AT&T attacks T-Mobile in newspaper ad ahead of expected service changes

Back in January, T-Mobile (USA) CEO John Leger called AT&T’s network “crap” during the carrier’s CES keynote, rhetorically asking the audience “Does anyone use AT&T in New York City? Is anyone satisfied with their service?”

AT&T didn’t take too kindly to Leger’s comments, and now, 2 months later, it has fired back with a new print ad that started hitting The Wall Street Journal, The New York Times and several other major publications yesterday…

The ad, which can be seen in the image above, reads like this (via TmoNews):

“The truth about T-Mobile’s network compared to AT&T. 2x more dropped calls. 2x more failed calls. 50% slower download speeds. Don’t be fooled by their misleading claims. For the better network experience, count on AT&T.”

Now, this might seem like the pot is calling the kettle black—given all of the criticism AT&T has taken over the years for its network performance—but AT&T spokesman Mark Siegel says that the ad is just a friendly reminder for folks.

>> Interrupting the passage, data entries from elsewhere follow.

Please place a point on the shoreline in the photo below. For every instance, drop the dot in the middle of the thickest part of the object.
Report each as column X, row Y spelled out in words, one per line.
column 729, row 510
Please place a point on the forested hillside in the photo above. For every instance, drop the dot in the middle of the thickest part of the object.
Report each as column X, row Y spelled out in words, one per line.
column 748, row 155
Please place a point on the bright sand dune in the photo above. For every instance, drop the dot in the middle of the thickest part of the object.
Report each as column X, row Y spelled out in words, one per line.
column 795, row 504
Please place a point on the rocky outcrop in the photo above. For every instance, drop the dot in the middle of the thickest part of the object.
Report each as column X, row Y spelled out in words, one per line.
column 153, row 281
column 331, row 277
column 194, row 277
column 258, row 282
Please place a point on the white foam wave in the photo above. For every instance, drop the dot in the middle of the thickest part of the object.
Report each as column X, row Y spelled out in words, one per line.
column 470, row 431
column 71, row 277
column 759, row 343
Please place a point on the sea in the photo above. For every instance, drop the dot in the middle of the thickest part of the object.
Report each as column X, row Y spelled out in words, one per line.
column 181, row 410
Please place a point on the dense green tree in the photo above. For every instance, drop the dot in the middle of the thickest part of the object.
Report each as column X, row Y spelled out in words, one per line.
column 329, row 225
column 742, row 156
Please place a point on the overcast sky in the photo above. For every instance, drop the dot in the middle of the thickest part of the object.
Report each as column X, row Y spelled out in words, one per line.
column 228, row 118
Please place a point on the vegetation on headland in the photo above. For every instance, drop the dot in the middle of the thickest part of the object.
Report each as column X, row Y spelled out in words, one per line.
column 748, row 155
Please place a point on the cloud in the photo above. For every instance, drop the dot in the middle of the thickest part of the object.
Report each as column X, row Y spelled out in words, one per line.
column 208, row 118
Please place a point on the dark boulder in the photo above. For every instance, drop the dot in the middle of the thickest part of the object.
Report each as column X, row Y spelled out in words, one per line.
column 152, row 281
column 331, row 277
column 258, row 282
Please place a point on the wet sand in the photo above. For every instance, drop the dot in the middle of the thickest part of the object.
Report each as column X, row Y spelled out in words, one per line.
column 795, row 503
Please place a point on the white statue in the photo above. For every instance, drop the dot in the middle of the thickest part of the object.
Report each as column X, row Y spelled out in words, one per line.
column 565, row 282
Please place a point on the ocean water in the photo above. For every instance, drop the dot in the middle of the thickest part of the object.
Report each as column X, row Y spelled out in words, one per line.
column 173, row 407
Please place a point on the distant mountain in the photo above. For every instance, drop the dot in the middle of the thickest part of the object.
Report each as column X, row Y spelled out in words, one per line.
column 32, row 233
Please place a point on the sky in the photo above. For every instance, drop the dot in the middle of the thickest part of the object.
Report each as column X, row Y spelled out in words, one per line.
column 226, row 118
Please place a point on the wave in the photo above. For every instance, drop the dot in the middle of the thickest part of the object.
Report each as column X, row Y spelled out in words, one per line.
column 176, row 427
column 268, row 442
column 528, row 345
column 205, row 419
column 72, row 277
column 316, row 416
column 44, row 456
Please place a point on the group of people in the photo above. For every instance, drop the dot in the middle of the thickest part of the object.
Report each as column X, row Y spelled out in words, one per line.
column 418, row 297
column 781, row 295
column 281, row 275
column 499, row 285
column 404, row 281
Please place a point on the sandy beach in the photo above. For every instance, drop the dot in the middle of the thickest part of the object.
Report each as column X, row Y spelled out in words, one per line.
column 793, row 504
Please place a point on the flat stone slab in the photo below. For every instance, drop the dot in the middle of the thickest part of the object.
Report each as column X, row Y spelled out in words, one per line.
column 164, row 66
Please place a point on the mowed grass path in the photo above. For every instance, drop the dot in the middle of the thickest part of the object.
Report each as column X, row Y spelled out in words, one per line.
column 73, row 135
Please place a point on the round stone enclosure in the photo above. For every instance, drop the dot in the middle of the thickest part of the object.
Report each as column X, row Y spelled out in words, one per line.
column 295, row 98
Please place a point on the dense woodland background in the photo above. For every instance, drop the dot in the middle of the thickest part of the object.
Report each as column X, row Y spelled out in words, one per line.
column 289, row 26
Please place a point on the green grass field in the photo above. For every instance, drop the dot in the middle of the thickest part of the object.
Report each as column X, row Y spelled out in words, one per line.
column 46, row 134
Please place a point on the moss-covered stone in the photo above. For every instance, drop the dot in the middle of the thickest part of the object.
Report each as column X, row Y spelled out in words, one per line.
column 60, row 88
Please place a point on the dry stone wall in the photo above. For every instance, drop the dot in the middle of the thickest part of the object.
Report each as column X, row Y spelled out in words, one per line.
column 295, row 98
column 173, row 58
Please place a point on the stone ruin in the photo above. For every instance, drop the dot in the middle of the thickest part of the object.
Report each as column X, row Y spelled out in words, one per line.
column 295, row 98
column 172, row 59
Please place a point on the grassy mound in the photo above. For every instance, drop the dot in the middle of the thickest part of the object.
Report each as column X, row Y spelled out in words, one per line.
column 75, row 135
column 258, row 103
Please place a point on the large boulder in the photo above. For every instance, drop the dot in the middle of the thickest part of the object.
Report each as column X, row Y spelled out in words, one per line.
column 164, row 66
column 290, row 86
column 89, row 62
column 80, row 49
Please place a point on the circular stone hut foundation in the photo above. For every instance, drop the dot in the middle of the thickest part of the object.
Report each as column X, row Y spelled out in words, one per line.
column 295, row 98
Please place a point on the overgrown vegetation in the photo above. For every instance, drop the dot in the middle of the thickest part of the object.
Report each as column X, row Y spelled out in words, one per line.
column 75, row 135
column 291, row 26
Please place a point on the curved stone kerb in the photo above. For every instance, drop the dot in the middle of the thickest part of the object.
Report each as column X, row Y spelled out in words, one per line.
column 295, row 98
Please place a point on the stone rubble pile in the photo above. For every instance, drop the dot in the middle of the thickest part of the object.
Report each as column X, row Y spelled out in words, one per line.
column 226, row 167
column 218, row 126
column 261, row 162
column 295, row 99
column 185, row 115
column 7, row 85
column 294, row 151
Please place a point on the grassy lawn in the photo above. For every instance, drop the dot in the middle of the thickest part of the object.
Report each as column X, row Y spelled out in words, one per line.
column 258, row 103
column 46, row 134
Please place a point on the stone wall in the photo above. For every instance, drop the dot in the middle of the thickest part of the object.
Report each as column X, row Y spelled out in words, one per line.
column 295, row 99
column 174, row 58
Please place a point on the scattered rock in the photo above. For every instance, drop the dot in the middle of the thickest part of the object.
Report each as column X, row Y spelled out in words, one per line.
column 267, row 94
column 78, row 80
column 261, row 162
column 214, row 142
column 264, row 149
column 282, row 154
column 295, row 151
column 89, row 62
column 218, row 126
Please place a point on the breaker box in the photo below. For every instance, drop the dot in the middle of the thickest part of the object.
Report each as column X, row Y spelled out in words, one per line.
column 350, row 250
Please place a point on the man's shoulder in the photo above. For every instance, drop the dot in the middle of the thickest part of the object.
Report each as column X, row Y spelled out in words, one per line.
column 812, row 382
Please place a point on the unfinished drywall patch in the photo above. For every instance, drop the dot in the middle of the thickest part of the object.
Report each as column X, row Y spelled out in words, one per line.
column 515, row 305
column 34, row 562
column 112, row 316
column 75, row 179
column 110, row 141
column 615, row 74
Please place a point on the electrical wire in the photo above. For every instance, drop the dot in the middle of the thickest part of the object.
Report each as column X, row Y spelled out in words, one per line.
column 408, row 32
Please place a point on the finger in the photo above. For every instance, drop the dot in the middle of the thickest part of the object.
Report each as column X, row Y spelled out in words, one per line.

“T-Mobile’s advertising is a combination of misguided and just plain wrong,” said Mark Siegel, a spokesman for Dallas- based AT&T. The company’s ads today are “just a friendly reminder of the fact that independent third-party testing says AT&T’s network delivers faster speeds and fewer dropped calls than them.”

It’s no surprise that the two carriers are going at it. They’ve been at odds since AT&T’s acquisition plans fell through. But what makes this public beef significant is that T-Mobile is about to introduce some major service changes.

The nation’s 4th largest wireless provider plans to eliminate device subsides, along with early termination fees and long-term contracts, as well as implement new installment payment plans for its equipment as early as next month.

T-Mobile is also expected to begin offering Apple products for the first time at some point in the near future. This move has been rumored about for years, but it’s been confirmed this time around by both Apple and Deutsche Telekom.